The culture of responsible investments at Etera has some distinguishing characteristics – the most distinct being that it stems from the initiative of the individual portfolio managers at Corporate investments unit. Nurturing this kind of a culture, by support rather than imposition from the top management, has enabled responsibility (or ESG from Environmental, Social and Governance) to become a key element for how the whole team works.

Due to our limited resources, our investment organization does not have a designated spokesperson for commenting ESG issues. Rather it is up to each portfolio manager to observe ESG aspects when making investment decisions. This implies a wide spectrum of tasks, such as taking part in the continuous development of the investment process and assessing how good handling of responsibility matters at a company impact its profitability and valuation.

Etera is a signatory of United Nations-supported Principles for Responsible Investments (UN PRI) since 2010. To ensure our adherence to these principles, we have - like most other institutional investors - made use of so called blacklists.
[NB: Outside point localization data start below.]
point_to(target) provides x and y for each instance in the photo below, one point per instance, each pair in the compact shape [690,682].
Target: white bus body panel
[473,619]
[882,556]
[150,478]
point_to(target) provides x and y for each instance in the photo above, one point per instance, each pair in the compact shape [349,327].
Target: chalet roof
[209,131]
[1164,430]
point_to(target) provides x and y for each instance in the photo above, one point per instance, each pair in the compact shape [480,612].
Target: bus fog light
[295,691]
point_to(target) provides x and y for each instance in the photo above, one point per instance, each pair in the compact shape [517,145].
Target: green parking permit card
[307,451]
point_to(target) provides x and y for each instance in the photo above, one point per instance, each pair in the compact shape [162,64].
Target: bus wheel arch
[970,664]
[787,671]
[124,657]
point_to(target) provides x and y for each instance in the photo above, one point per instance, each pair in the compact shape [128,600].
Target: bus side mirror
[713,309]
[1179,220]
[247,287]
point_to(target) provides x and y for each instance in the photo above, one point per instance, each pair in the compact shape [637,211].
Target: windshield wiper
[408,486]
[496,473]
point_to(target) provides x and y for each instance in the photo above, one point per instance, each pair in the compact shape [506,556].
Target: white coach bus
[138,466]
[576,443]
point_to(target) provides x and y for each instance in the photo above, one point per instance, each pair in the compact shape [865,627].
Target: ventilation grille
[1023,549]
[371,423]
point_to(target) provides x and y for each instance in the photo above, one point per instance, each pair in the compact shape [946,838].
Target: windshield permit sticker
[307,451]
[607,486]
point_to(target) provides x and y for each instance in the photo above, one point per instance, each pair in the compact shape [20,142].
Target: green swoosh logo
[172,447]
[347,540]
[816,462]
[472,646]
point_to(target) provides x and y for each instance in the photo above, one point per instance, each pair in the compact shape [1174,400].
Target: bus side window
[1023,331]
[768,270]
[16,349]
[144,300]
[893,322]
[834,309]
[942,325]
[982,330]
Thus, we have excluded from our investment universe companies that do business in the most controversial areas.

Over the past years we have focused the development of our responsible investment efforts from maintaining simplistic backward-looking blacklists to more nuanced, forward-looking framework. Through ESG analysis provided by our partners and ourselves we can effectively monitor companies’ ESG risks, their possible impact on profitability and valuation as well as the strength of companies’ risk management systems. At least equally important is to identify investment opportunities arising from ESG; were it from the improvement in a company’s risk management systems or a proven effort for a more responsible business model. 

The most important development step for our investment process this year has been the incorporation of an ESG component into our global quantitative equity factor models. This has been possible thanks to cooperation with MSCI, whose ESG data we make extensive use of in our models.

The formulation of our quantitative equity models is based on research conducted by ourselves and our partners, but also peer-reviewed academic research is relied on. High-quality quantitative ESG data still has quite a short history and thus conclusions drawn from it should be taken with caution. Nevertheless, we find the initial results encouraging. We believe that combining ESG data with other, more traditional quantitative factors will further improve the risk/return ratio of our equity portfolio. It is reasonable to assume that taking a forward-looking stance to ESG matters will help to drive better investment returns. This is especially likely as more and more investors allocate their investment into responsible companies.